Ever since the opening of the multi-million dollar Falmouth Cruise Ship Pier, two major concerns of the community have been that the local people were not benefiting and the contrast between the appearance of the town and that of the pier was unacceptable.
Declaring that “a transformative solution is required,” Dr. McNeill said the Tourism Enhancement Fund (TEF) has signed MOUs with the Urban Development Corporation (UDC) and the Port Authority of Jamaica (PAJ) to undertake development works in Falmouth.
The focus will be on the Hampden Wharf Development and a Streetscape Improvement Project.
Giving details, Dr. McNeill said Hampden Wharf will be developed at a projected cost of $585 million, to create an entirely open experience, accommodating craft vendors and other business people from the town.
“It will feature restaurants, an entertainment centre and shops in an inviting environment that harmonises with the development at the pier. It will be completely open to visitors and locals. Improvements to heritage assets like the wharf building, the Dome and Foundry and the Tharpe House will be included in the development,” he announced.
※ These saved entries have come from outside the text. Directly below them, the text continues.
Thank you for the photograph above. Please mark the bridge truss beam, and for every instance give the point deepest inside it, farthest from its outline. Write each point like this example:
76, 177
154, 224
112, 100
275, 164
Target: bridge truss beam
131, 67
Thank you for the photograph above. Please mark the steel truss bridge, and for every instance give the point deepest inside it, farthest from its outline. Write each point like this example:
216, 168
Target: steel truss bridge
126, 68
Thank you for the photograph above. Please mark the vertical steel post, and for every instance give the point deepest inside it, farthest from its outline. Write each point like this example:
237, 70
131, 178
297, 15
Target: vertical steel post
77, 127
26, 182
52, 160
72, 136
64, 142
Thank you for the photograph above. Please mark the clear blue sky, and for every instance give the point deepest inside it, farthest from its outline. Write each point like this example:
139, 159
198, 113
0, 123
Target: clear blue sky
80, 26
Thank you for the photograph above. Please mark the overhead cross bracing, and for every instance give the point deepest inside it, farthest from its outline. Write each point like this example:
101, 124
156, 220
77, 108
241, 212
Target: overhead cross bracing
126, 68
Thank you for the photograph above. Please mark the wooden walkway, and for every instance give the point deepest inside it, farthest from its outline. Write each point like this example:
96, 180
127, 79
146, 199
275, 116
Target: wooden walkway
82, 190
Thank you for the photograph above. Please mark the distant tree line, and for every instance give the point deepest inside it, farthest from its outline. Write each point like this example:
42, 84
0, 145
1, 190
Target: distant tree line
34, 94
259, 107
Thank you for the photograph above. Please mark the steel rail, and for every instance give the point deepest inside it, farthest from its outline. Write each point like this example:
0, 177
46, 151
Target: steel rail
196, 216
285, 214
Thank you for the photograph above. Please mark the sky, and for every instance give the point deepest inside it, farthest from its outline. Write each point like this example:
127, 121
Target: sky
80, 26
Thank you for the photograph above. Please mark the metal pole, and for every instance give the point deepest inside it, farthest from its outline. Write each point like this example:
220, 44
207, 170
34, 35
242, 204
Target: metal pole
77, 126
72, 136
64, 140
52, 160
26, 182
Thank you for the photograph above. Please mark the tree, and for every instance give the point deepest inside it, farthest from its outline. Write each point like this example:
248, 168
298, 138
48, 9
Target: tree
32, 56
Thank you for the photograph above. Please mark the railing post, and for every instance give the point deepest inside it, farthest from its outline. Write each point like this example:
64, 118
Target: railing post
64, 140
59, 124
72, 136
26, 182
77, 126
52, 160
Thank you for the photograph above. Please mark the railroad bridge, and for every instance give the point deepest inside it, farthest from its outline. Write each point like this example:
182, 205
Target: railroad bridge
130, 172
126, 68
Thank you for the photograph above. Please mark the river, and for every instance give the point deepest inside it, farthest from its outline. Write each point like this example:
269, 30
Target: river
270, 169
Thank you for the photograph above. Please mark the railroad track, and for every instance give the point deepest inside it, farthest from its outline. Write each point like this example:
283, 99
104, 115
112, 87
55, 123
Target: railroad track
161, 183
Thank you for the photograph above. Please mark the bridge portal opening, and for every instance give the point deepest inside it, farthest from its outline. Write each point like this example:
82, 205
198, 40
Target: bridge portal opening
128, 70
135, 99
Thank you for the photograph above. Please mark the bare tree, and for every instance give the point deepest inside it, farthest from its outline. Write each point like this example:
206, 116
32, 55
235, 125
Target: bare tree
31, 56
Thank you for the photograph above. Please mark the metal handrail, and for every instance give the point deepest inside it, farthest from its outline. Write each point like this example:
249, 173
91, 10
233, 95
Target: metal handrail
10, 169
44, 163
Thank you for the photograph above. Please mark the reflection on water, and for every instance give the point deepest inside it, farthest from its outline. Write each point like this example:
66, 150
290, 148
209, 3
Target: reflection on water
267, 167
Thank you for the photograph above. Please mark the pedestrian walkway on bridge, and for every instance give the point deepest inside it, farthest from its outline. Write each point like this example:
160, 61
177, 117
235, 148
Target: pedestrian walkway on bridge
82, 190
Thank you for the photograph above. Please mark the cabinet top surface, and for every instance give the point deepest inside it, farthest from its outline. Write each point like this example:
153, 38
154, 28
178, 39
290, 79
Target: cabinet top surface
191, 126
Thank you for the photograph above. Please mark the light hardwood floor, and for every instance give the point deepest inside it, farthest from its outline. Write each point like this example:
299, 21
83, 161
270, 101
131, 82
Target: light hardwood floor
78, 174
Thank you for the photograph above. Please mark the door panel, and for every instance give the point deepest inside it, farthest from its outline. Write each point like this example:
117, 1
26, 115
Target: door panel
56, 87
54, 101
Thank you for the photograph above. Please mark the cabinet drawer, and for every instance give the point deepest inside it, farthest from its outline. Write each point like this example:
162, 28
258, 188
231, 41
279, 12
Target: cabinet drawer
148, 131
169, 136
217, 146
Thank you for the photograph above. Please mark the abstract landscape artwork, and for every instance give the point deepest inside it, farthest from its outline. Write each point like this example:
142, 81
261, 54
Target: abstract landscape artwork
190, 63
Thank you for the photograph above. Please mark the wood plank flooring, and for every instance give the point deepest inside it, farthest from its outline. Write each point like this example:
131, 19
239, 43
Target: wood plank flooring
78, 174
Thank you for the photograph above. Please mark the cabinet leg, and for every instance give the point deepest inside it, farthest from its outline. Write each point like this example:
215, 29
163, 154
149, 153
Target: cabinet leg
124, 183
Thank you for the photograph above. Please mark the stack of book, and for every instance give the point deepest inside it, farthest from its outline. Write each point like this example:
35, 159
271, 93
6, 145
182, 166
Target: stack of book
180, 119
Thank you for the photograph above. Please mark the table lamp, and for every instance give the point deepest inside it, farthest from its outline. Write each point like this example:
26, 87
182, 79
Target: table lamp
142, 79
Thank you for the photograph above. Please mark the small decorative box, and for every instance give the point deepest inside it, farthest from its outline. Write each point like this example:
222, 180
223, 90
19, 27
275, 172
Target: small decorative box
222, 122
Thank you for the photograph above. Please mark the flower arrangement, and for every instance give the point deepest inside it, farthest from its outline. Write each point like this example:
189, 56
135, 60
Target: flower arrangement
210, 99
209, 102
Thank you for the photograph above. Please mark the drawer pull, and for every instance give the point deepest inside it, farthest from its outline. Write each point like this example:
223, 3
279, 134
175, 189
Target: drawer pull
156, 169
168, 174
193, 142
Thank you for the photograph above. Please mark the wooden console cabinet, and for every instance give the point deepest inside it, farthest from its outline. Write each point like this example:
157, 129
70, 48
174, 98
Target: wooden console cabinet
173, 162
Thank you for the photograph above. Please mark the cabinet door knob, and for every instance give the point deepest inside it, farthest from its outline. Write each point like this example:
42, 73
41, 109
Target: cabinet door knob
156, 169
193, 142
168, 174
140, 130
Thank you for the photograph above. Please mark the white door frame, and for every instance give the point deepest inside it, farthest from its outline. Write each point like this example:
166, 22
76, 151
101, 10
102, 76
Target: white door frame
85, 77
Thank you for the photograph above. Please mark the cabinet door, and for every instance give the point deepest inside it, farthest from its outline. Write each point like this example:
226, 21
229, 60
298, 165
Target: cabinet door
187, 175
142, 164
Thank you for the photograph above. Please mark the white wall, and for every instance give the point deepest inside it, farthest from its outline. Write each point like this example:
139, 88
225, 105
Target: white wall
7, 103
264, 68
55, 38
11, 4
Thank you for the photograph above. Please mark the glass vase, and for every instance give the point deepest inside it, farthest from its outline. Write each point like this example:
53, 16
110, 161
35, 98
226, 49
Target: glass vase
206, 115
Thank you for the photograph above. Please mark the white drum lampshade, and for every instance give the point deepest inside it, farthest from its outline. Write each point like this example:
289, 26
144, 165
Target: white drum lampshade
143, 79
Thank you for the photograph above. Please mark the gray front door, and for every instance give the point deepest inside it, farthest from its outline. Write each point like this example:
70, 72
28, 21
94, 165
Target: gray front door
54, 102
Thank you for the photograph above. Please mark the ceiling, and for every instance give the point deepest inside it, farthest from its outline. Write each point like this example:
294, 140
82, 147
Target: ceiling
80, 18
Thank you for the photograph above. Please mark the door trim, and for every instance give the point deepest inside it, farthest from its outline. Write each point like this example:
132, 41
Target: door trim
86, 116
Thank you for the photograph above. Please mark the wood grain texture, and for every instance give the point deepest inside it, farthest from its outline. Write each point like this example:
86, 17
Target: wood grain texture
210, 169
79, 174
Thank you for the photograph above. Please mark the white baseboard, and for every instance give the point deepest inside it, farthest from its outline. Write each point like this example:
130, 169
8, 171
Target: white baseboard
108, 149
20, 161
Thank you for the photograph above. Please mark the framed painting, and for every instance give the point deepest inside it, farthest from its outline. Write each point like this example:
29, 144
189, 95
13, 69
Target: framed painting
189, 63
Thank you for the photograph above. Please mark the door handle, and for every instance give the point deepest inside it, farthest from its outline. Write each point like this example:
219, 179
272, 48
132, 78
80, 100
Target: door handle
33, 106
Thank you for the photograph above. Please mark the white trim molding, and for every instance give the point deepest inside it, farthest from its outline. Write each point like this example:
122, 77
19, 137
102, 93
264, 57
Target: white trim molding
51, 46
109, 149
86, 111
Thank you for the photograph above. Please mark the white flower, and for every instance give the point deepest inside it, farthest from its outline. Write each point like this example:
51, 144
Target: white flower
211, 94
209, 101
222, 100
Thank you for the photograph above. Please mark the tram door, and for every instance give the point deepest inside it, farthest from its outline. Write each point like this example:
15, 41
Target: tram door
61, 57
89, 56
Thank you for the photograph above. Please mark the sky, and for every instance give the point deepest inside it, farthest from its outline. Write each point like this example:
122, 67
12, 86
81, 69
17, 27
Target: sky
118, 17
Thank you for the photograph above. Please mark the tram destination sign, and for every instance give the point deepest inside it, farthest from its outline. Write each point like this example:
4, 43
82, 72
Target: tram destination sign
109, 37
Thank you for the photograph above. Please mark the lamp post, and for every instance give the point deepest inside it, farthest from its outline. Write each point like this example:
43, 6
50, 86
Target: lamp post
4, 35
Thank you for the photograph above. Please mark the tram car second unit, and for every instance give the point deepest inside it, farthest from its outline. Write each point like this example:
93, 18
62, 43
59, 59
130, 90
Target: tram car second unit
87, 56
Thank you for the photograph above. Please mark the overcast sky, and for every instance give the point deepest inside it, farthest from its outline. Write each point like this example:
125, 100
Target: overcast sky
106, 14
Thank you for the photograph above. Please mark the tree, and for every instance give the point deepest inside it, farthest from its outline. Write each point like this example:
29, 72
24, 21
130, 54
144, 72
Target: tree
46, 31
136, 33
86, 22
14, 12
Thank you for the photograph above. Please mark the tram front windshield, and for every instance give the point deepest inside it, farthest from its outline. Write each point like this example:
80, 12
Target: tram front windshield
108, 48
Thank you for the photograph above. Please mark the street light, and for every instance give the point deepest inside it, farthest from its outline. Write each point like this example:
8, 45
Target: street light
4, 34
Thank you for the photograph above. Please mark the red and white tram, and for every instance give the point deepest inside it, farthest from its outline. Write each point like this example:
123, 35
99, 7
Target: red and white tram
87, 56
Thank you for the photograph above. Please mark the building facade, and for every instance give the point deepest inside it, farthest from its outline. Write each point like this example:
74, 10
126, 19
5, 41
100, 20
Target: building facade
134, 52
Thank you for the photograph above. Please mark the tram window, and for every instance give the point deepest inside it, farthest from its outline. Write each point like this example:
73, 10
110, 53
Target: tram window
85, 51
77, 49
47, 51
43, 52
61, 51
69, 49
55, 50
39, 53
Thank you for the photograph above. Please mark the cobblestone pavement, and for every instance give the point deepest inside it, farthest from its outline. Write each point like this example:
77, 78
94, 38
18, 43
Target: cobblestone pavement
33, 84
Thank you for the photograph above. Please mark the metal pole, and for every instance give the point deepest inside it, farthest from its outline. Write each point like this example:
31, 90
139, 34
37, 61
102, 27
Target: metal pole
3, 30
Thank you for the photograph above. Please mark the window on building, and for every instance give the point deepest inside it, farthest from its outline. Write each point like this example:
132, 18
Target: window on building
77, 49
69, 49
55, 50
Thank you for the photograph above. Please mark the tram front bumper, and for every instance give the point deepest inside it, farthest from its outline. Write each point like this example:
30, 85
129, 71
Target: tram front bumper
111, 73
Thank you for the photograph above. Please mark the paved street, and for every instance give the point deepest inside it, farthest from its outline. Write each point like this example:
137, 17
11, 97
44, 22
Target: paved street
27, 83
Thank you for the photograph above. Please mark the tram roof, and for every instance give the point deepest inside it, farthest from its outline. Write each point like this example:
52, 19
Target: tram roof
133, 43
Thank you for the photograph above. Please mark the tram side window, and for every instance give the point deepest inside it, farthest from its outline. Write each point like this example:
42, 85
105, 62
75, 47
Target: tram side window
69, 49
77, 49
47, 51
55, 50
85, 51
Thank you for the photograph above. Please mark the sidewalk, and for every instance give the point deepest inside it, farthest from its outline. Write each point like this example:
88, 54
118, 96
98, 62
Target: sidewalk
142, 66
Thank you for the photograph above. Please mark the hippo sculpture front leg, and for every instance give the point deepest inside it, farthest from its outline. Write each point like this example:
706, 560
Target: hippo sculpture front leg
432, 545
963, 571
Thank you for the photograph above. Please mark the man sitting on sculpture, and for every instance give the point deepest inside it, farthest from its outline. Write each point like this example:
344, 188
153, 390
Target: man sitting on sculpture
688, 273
In the other project, $330 million have been earmarked for the Falmouth Streetscape Project which will entail aesthetic and structural improvement to roads and lanes in the vicinity of Water Square, to enhance the ambiance of the town.
Dr. McNeill told Parliament, “we have made certain, as in all our developments to date, that consultation with the stakeholders has been central to the development of the projects. This is done to ensure that there is buy-in from the broader community into all the work that is undertaken.”
The total expenditure on the projects is close to a billion dollars and completion is expected in three years.